W4118 OPERATING SYSTEMS I

Spring 2012 -- Junfeng Yang

Homework 2 is due Wednesday 2/15 at 12:01 AM ET.

The written problems are to be done individually. The programming problems are also to be done individually. All homework submissions are to be made via Courseworks. Refer to the homework policy section on the class web site for further details.

Written Assignment (40 pts)

Exercise numbers refer to the course textbook, Modern Operating Systems. Each problem is worth 5 points. Make your answers concise. You'll lose points for verbosity.
  1. Read swtch.S in xv6 and draw a figure to show the stacks when xv6 is about to switch from the scheduler context to a user process, right before the CPU executes the instruction movl %edx, %esp. Be sure to label everything you know on the stacks. For example, if you know that memory location %esp+4 stores the address of function foo(), clearly label so in your figure.
  2. Assume x86 hardware.
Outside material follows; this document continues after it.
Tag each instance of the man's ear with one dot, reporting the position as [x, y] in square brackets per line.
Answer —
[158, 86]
What's the current privilege level (CPL) when a regular user program is executing on the CPU? What's the CPL when this program is started by the superuser? Explain your answer.
  3. strace is a useful tool for tracing the system calls a process issues. Run "strace ls" and report what functions are used to (1) open the current directory, (2) get the list of directory entries, and (3) print the output to your screen. Do the same for "ltrace ls." ltrace traces the dynamically loaded library calls a process issues.
  4. MOS 2.4

    5. When an interrupt or a system call transfers control to the operating system, a kernel stack area separate from the stack of the interrupted process is generally used. Why?

  5. MOS 2.7

    6. If a multithreaded process forks, a problem occurs if the child gets copies of all the parent's threads. Suppose that one of the original threads was waiting for keyboard input. Now two threads are waiting for keyboard input, one in each process. Does this problem ever occur in single-threaded processes?

  6. MOS 2.22

    7. When a computer is being developed, it is usually first simulated by a program that runs one instruction at a time. Even multiprocessors are simulated strictly sequentially like this. Is it possible for a race condition to occur when there are no simultaneous events like this?

  7. MOS 3.7

    8. Consider the following C program: 

    	Int X[N};
	Int step = M; //M is some predefined constant
	For (int i=0; i<N; i+=step) X[i] = X[i] + 1;
    (a) If this program is run on a machine with a 4-KB page size and 64-entry TLB, what values of M and N will cause a TLB miss for every execution of the inner loop?
    (b) Would your answer in part (a) be different if the loop were repeated many times? Explain.

  8. MOS 3.10

    9. Suppose that a machine has 48-bit virtual addresses and 32-bit physical addresses.
    (a) If pages are 4 KB, how many entries are in the page table if has only a single-level? Explain.
    (b) Suppose this same system has a TLB (Translation Lookaside Buffer) with 32 entries. Furthermore, suppose that a program contains instructions that fit into one page and it sequentially reads long integer elements from an array that spans thousands of pages. How effective will the TLB be for this case?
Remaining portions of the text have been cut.